Recruitment. How hard can it be, really?

Agency recruiters are misunderstood for several reasons, but mainly because a lot can go wrong for them. Recruiters are often in competition with other firms, so if you fail to win a job, they get literally nothing after putting in a lot of hard work. Failing to understand that both you and the recruiter have skin in the game is often the point where it all starts to go wrong.

Employers can be mercurial. Hiring freezes, changes to the role or person specification and employers endlessly searching for that perfect person abound. Candidates themselves can be a minefield. Without warning, they can drop out of the running, refuse an offered role or fail to turn up for one, even after they’ve signed a contract. Factor in misleading CVs, exaggerated qualifications, dodgy references and a lack of work permits and you can wonder how recruiters ever manage to place anyone.

A recruiter is investing time and money and is therefore taking on a risk.

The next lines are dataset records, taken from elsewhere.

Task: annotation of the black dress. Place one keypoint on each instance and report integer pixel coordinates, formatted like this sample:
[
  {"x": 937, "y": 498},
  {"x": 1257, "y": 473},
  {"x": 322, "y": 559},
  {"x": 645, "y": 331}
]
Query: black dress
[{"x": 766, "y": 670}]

For you, as a job hunter, the world is all about being seen as a low-risk, fast-win, high-gain choice.

Are you a good bet?

Let’s look at how you can build a positive relationship with your recruitment consultant and thereby encourage them to invest in you, rather than someone else on their books.

Do your preparation first

Figure out what makes you a good bet. Focus your CV, tidy up your online presence and get ready with a life-story that shows you are THE number one perfect choice for that next role.

Take responsibility for your search

Don’t abdicate responsibility and wait for others to deliver opportunities. It’s YOUR job search and a firm of recruiters should only be part of your strategy.

Take charge of the relationship

Don’t just register online and upload a CV to their site. Pick up the phone, find out who’ll be handling your interests and start building a relationship with them. Base that relationship on trust and nurture it.

Define your objective

Be specific about the job you’re looking for, the sectors you work in, locations you’ll consider, your capabilities and your needs and wants. If things change, let your recruiter know.

Talk to multiple recruiters

Different clients work with different recruiters so you’re not being a harlot or trying to set them against each other. After all, they have more than one candidate on their books.

Know where your CV is going

Be very explicit from the outset – you don’t want your CV blasted everywhere as it makes you look desperate, tired and unprofessional. Insist on knowing what they’re putting you forward for, and with which companies.

Agree a pattern of contact

Ask how they work and what’s reasonable for regular contact. Weekly works well to keep everyone on the ball without feeling hustled and also helps limit the time it takes to get feedback.

Use an agenda

When you call, in addition to any specific opportunities, some items to have on a regular list are: what’s happened since last week? What’s the plan this week? How’s the market looking? Any general thoughts or feedback?

Be positive

A recruiter is not your counsellor, nor are they there to keep you motivated. If you’re feeling down, don’t talk about it. Be strong, be positive and be optimistic. If they think you’re weak, you’re a bad bet and they’ll sideline you.

Be a friend

Since you’re not paying them, why not introduce a friend or colleague? Even better, why not introduce a company that may be able to put some work their way? If they feel obligated, you’ll get preferential treatment.

To summarise …

A recruiter is not your agent, so you need to respect the relationship and not run conversations as interrogations. By following the above you can maintain control and keep up the pressure, whilst still being able to develop a close and trusting relationship. Knowing you won’t be hassling them every day leaves recruiters the mental space to do their job properly, whilst knowing you’ll be calling on Friday keeps them on their toes.